La lluvia aportó el pretexto para llevarla a cualquier parte; la sugerencia mía de ir a tomar alguna cosa, un café, cualquier cosa, vino a continuación, y ella aceptó encantada. El pretendido café terminó siendo una copa de vino y apenas consumados un par de sorbos, nuestra conversa se vuelve íntima; de una manera espontánea nuestras manos se rozan y los dedos se entrelazan; la izquierda mía, desembarazándose de la dulcísimo retensión, sube a la altura de su boca; de esa boca cuya sonrisa deja ver el aparato ortodóncico puesto en sus dientes.

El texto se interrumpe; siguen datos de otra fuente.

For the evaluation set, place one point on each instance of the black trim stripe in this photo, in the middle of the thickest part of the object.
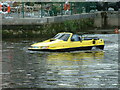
(68, 49)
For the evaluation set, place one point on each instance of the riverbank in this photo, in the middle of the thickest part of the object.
(26, 31)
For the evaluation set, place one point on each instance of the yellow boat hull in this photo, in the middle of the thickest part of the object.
(68, 45)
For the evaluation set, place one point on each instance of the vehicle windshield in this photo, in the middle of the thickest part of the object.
(62, 36)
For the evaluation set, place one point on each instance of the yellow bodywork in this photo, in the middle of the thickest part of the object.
(57, 44)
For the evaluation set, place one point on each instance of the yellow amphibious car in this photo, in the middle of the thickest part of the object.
(68, 42)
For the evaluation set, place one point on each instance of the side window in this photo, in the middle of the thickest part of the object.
(75, 38)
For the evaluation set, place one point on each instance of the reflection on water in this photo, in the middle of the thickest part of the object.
(92, 69)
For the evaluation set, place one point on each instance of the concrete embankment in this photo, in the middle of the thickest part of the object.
(40, 27)
(38, 21)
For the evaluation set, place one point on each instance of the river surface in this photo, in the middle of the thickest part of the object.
(79, 69)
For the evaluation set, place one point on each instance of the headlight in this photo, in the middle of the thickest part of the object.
(44, 47)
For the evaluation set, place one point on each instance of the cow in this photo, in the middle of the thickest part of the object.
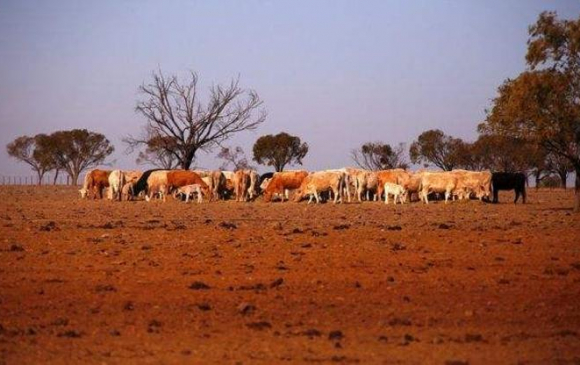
(189, 190)
(365, 183)
(142, 184)
(395, 176)
(509, 181)
(95, 181)
(127, 191)
(157, 177)
(215, 180)
(227, 187)
(241, 184)
(469, 183)
(116, 183)
(321, 181)
(129, 178)
(179, 178)
(437, 182)
(346, 174)
(397, 191)
(157, 185)
(254, 186)
(283, 181)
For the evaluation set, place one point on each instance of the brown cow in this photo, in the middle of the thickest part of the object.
(394, 176)
(437, 182)
(179, 178)
(241, 184)
(95, 180)
(322, 181)
(472, 182)
(281, 181)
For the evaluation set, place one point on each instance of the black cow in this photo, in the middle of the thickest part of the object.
(509, 181)
(267, 175)
(141, 184)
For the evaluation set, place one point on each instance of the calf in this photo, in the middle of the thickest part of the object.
(396, 190)
(95, 181)
(437, 182)
(189, 190)
(282, 181)
(395, 176)
(322, 181)
(509, 181)
(241, 184)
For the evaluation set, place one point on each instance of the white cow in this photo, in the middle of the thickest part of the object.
(116, 183)
(397, 191)
(188, 191)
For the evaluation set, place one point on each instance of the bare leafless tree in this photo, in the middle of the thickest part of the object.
(172, 109)
(159, 153)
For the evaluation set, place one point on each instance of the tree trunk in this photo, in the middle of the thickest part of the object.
(577, 190)
(563, 178)
(74, 178)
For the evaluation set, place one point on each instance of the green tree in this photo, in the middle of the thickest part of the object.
(32, 151)
(380, 156)
(79, 150)
(437, 148)
(543, 103)
(279, 150)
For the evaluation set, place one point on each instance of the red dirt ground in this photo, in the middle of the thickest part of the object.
(137, 282)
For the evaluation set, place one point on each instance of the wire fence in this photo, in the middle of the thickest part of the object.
(61, 179)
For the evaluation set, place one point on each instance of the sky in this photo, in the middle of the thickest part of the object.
(335, 73)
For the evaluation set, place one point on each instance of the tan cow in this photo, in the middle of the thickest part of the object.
(241, 184)
(395, 176)
(322, 181)
(397, 191)
(472, 182)
(437, 182)
(283, 181)
(95, 180)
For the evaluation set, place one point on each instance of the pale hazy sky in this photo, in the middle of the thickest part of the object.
(335, 73)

Su boca es de esas de labios finos, aunque abultados en forma de conferirle la apariencia de una pequeña trompa succionadora. Recuerdo la línea de su abertura trazando un perfil sinuoso rematado hacia arriba en las comisuras, aportando tal detalle a su rostro una expresión entre pícara y malcriada. Tomo la trompita con los dedos, la halo; palpo sus labios con la yema de mis dedos; ella responde apretando con fuerza la mano mía sostenida entre las suyas; no siento tensión alguna en la muchacha, muy en sentido opuesto, se relaja en el  asiento, cierra los ojos, deja caer la cabeza hacia atrás, entreabre la boca deseada y deja escapar entre ellos la bermeja lengua y con la punta roza el pulpejo de mis dedos; se humedece los labios, suspira. Presiono los labios hacia atrás, haciéndolos rozar con los alambres en sus dientes; ella gime, pero no intenta evitarlo. «¿Te duele?», pregunto por no dejar, en tanto insisto en el maltrato. Ahora dibuja en su rostro una mueca en la que fusiona una expresión de dolor y una semisonrisa, y responde: «Sí, me duele, pero es un dolor sabroso». Dejo correr mi mano a lo largo de su cuello, alcanzo sus pechos; acaricio las menudas protuberancias por encima de la tela del suéter; cada una de ellas cabe completa en el cuenco de mi mano y sobra espacio; son teticas mínimas, de nena, aunque rematadas por pezones prominentes ahora airosos y endurecidos, pezones de mujer. «No usas sostén», hago notar. «No lo necesito, profesor”, responde, poniendo cierto énfasis maligno, como un matiz sutilmente irónico, en la última palabra, y sin mediar más palabras me echa los brazos al cuello.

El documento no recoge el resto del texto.